Mozilla has been using Buildbot as its continuous integration system for Firefox and Fennec for many years now. It enabled us to switch from a machine-per-build model to a pool-of-slaves model, and greatly aided us in getting to our current scale. But it's not perfect - and we've known for a few years that we'll need to do an overhaul. Lucky for us, the FirefoxOS Automation team has built up a fantastic piece of infrastructure known as Taskcluster that we're eager to start moving to.

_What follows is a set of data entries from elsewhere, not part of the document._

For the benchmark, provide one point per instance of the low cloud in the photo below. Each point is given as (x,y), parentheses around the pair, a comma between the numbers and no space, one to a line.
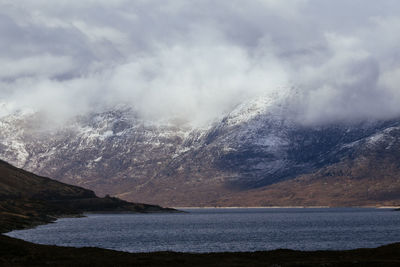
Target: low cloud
(196,61)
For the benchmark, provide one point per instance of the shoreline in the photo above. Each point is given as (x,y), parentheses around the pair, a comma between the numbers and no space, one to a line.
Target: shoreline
(16,252)
(294,207)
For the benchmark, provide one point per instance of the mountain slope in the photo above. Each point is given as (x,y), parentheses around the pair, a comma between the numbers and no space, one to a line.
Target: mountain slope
(253,147)
(27,199)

It's not going to be a small task though - it will take a lot more work than taking our existing build scripts and running them in Taskcluster. One reason for this is that many of our jobs trigger other jobs, and Buildbot manages those relationships. This means that if we have a build job that triggers a test job, we can't move one without moving the other. We don't want to be forced into moving entire job chains at once, so we need something to help us transition more slowly. Our solution to this is to make it possible to schedule jobs in Taskcluster while still implementing them in Buildbot. Once the scheduling is in Taskcluster it's possible to move individual jobs to Taskcluster one at a time. The software that makes this possible is the Buildbot Bridge.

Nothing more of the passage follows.